James Calvin Schaap is a retired English prof who has been something of a writer for most of the last 40 years. His latest work, a novel, Looking for Dawn, set in reservation country, is the story of two young women joined by their parents' mutual brokenness and, finally, a machine-shed sacrament of reconciliation. He writes and narrates a weekly essay on regional history for KWIT, public radio, Sioux City, Iowa. He and his wife Barbara live on the northern edge of Alton, Iowa, the Sgt. Floyd River a hundred yards or so from their back door. They have a cat--rather, he has them.

5 Comments

  • Eric Van Dyken says:

    Interesting story, Jim – and you tell it well.

    I’m curious: do you generally search these stories out, or do they find you? Perhaps some of both? I get the sense you spend a lot of time on backroads.

    • James Schaap says:

      The question you ask is not particularly easy to answer. Monday night I heard someone who wrote a book on POWs in Iowa during WWII talk about the Algona Nativity. I’d never heard of it. It’s a nativity scene carved by German POWs who were once in a 3000-person POW camp just outside of small Iowa town. Can you imagine? I told myself I had to get there. And I will–soon.

      Thursday night I was speaking at small town library about a half hour from here, when a man told me about a set of grasshopper crosses planted in eastern South Dakota soil as if to fend off the plague of locusts that hit here for three years straight. If tomorrow there wasn’t church, I’d be gone.

      I’ve been helping a Lakota woman write her life story–she recently turned 100 years old. To help her, I had a fill those ever-widening crevices in my brain with everything I could about Native American history–How should I say it? “a much forgotten subject” among Euro-Americans. There are stories about every foot and half along that trail. There’s no end to them

      I happen to be a member of a society that exists to try to keep the name of Ruth Suckow alive. At 71, I may well be among the youngest. So I stopped at the park on my way home from something–hence, the essay.

      I don’t believe you really have to ask my wife if her husband spends a lot of times on back roads. YOu can bet what she’d say–and she’s right. Frequently, people ask me–a retired guy–whether we traveled much last summer or last year. I usually shrug my shoulder. But I was raised with Thoreau, who said, unmistakably, “I have traveled a good deal in Concord.” It’s a joke, but it isn’t. Yeah, I’ve traveled a lot and will continue to, but to places no one else goes–and I’m not complainin’.

      There is a kind of purpose to all of it. I do a public radio feature on KWIT, NPR in Sioux City, Iowa, and have for three years.
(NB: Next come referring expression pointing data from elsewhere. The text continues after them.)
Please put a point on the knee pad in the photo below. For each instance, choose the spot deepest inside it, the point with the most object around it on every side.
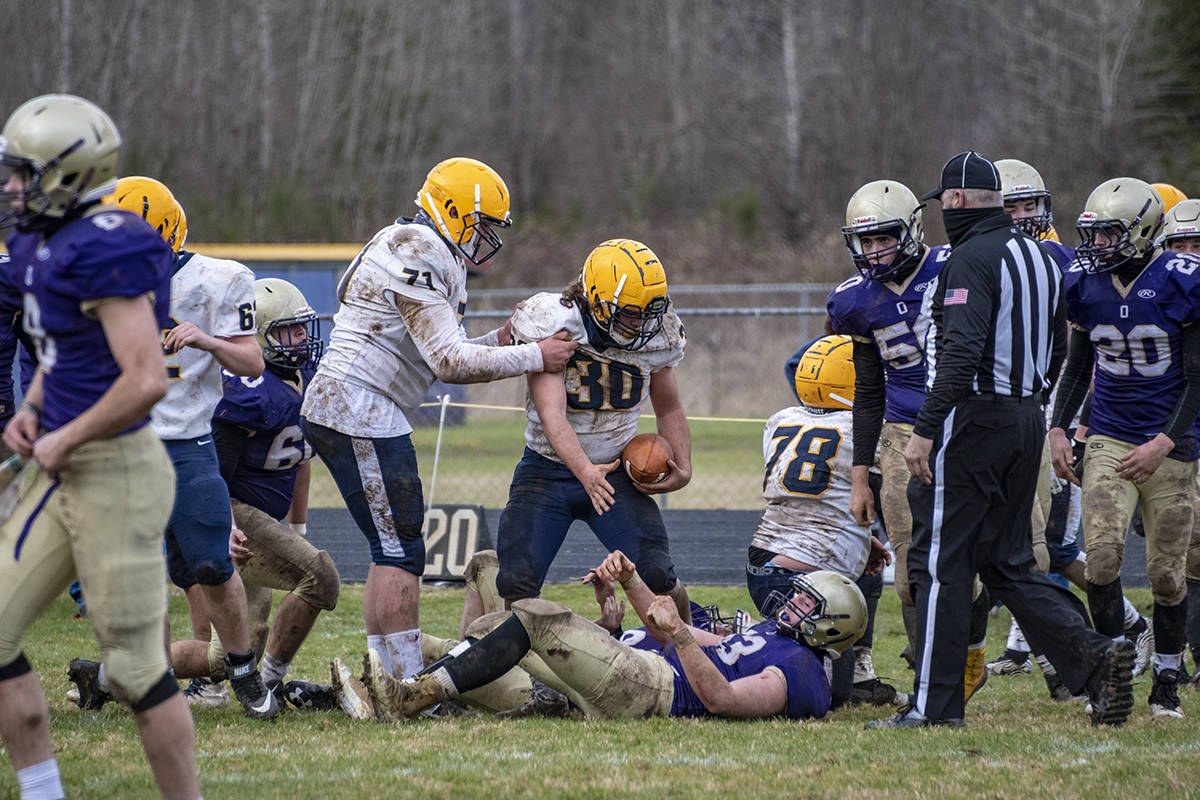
(1103, 565)
(160, 692)
(321, 585)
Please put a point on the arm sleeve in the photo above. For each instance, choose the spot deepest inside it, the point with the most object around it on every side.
(1187, 407)
(965, 328)
(869, 402)
(438, 337)
(229, 440)
(1077, 376)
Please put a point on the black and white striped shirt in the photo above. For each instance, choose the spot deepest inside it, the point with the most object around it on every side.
(996, 322)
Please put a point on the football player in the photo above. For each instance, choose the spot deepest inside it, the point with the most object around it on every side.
(96, 293)
(879, 310)
(400, 328)
(1137, 307)
(808, 524)
(580, 420)
(262, 455)
(771, 669)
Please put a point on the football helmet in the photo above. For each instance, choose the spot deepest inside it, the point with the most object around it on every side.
(281, 313)
(825, 611)
(885, 208)
(825, 378)
(1021, 181)
(153, 202)
(1171, 196)
(1181, 222)
(67, 148)
(466, 199)
(627, 292)
(1128, 214)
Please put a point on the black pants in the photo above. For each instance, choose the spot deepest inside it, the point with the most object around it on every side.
(976, 518)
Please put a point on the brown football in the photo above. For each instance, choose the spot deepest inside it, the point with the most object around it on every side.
(646, 458)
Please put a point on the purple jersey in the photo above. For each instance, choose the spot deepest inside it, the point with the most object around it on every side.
(1135, 331)
(269, 408)
(750, 653)
(875, 312)
(107, 254)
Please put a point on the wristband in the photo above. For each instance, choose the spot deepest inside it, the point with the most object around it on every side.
(682, 638)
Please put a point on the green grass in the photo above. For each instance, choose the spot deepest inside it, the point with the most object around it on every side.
(477, 461)
(1019, 743)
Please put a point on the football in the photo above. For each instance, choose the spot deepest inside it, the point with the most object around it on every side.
(646, 458)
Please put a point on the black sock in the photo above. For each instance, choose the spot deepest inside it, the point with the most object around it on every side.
(491, 656)
(1107, 605)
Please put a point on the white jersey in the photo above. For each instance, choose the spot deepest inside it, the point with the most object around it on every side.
(400, 328)
(606, 388)
(217, 296)
(808, 455)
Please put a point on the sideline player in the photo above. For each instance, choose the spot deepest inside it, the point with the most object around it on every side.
(399, 329)
(1139, 308)
(96, 292)
(580, 420)
(771, 669)
(808, 524)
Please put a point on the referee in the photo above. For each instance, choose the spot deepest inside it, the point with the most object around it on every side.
(996, 338)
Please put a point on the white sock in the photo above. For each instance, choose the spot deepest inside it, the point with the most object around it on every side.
(102, 679)
(1132, 614)
(271, 669)
(1017, 642)
(376, 642)
(41, 782)
(405, 648)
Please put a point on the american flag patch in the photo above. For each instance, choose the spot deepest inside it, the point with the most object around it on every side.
(957, 298)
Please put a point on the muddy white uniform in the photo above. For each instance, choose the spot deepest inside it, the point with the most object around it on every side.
(606, 386)
(399, 328)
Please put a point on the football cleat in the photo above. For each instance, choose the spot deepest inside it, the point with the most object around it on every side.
(204, 693)
(352, 695)
(247, 685)
(1164, 697)
(395, 699)
(309, 696)
(1007, 666)
(85, 675)
(975, 674)
(1111, 687)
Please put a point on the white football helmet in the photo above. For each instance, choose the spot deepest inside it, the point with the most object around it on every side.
(885, 208)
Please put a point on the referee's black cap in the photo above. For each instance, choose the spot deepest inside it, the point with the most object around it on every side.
(966, 170)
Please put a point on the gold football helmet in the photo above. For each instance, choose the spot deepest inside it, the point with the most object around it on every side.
(67, 149)
(1181, 222)
(825, 609)
(153, 202)
(1170, 196)
(466, 199)
(1120, 223)
(627, 292)
(1021, 181)
(825, 378)
(886, 208)
(287, 328)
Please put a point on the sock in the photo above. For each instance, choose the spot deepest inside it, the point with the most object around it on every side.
(1107, 605)
(273, 669)
(405, 653)
(41, 781)
(102, 681)
(1017, 642)
(375, 642)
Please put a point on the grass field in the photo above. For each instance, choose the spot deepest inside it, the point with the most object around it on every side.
(1019, 743)
(477, 461)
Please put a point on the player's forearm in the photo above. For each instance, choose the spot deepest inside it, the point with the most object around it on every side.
(241, 358)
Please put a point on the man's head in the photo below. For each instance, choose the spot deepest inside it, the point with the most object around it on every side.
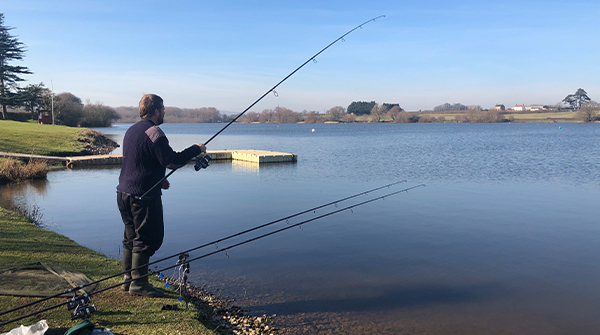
(151, 107)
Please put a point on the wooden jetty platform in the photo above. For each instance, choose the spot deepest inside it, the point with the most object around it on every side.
(253, 156)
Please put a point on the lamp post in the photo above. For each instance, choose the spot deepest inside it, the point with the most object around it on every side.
(52, 89)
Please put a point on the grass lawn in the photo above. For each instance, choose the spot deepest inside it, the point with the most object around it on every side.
(21, 242)
(32, 138)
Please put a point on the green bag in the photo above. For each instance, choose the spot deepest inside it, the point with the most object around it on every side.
(86, 327)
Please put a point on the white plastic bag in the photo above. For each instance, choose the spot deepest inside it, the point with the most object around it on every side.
(36, 329)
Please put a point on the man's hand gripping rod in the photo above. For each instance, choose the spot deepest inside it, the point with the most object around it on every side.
(202, 161)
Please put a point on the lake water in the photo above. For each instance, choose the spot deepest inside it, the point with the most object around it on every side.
(503, 239)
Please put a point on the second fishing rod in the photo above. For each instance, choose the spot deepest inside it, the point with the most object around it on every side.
(215, 242)
(187, 261)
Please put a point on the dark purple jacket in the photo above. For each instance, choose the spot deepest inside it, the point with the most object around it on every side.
(146, 155)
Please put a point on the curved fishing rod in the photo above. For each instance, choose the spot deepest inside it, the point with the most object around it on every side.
(224, 249)
(259, 99)
(75, 289)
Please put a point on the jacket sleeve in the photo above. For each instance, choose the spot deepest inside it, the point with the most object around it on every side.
(165, 154)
You can hear and see all of them–more than you’ll ever care to–here, if you’d like: http://www.floydriverpress.com.

      Sorry this response got so long! But thanks for asking–
      Jim

  • Harvey Kiekover says:

    Poignant, painful, and powerful– precious memories, how they linger! Thanks again, Jim.

  • Thanks for these reminders. Who will remember us when we are gone (from this earth)? How many Ruth Stuckow’s are out there, worth remembering but largely forgotten? Will all of those forgotten memories return to us someday in eternity?